Aleph
- First edition (Portuguese, publ. Sextante)
- Author: Paulo Coelho
- Original title: O Aleph
- Language: Portuguese
- Subject: Autobiography
- Genre: Fiction, Philosophy
- Publisher: HarperCollins (eng. trans.)
- Publication date: 2011
- Publication place: Brazil
- Media type: Print (Hardcover, Paperback)
- Pages: 320 pp (Paperback)
- ISBN: 0-00-745609-3

= Aleph (novel) =

2011 novel by Paulo Coelho

Aleph is a 2011 novel by the Brazilian writer Paulo Coelho. An autobiographical account, it is his fourteenth major book, and touches on the theme of spirituality. Aleph was written in Coelho's native language, Portuguese.

The book tells the story of his own epiphany while on a pilgrimage through Asia in 2006 on the Trans-Siberian Railway. The title of the novel is based on Jorge Luis Borges’s short story "The Aleph", from 1945. (Aleph is the first letter of the Hebrew alphabet, with many mystical meanings.) Coelho spent four years gathering information for the book and wrote it in three weeks.

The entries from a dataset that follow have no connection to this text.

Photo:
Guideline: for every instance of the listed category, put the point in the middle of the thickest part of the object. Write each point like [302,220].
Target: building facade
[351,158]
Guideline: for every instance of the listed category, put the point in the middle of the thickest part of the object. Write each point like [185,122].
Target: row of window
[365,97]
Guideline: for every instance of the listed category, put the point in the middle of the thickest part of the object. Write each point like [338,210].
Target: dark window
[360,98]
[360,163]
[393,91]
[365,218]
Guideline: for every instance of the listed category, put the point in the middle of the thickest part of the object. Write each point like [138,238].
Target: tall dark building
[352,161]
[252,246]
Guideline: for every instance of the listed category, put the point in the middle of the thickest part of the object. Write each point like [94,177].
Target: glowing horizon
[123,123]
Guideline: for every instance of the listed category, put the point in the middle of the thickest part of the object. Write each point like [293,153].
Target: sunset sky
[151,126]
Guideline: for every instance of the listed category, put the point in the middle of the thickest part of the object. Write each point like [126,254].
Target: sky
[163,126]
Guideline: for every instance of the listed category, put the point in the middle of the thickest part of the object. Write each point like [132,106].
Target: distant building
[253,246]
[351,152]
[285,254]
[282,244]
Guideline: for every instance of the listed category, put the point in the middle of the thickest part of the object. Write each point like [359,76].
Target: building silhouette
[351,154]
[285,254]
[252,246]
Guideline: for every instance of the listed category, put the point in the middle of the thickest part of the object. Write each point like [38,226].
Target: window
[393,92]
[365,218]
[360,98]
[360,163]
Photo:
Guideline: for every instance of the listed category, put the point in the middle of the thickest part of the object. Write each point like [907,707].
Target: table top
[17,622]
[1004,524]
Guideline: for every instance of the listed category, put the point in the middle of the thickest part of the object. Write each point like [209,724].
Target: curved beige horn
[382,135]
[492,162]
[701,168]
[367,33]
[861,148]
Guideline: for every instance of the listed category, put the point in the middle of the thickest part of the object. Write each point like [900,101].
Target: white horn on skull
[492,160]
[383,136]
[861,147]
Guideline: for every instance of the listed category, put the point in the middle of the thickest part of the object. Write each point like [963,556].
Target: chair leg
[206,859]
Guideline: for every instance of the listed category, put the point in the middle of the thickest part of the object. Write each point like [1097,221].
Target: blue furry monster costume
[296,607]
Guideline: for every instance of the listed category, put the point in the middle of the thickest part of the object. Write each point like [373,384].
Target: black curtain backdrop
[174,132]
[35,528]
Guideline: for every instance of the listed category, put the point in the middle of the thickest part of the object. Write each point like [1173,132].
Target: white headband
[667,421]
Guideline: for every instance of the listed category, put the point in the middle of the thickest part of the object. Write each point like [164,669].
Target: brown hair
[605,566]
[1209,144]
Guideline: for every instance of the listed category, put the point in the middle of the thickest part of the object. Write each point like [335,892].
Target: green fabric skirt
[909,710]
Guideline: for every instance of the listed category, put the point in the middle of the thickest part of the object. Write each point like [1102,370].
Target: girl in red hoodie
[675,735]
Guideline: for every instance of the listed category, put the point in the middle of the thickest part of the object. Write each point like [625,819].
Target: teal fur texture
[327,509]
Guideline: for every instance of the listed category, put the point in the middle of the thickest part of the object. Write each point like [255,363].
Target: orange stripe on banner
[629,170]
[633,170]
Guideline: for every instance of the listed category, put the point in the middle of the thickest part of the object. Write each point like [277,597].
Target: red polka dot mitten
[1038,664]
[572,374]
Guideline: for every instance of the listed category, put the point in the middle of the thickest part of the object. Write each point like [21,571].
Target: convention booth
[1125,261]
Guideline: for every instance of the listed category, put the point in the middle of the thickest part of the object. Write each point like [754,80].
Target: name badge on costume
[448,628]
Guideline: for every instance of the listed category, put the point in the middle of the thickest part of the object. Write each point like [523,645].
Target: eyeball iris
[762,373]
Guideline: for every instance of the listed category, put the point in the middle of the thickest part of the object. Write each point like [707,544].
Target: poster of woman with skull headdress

Prefacing her New York Times interview with Coelho about the novel, Julie Bosman described the author as “a Twitter mystic”. Another reviewer, while admitting the difficulty of dealing with profound concepts in a popular work, noted that “throughout the story, Coelho's tendency to describe spiritual concepts in simple terms borders on cliché”.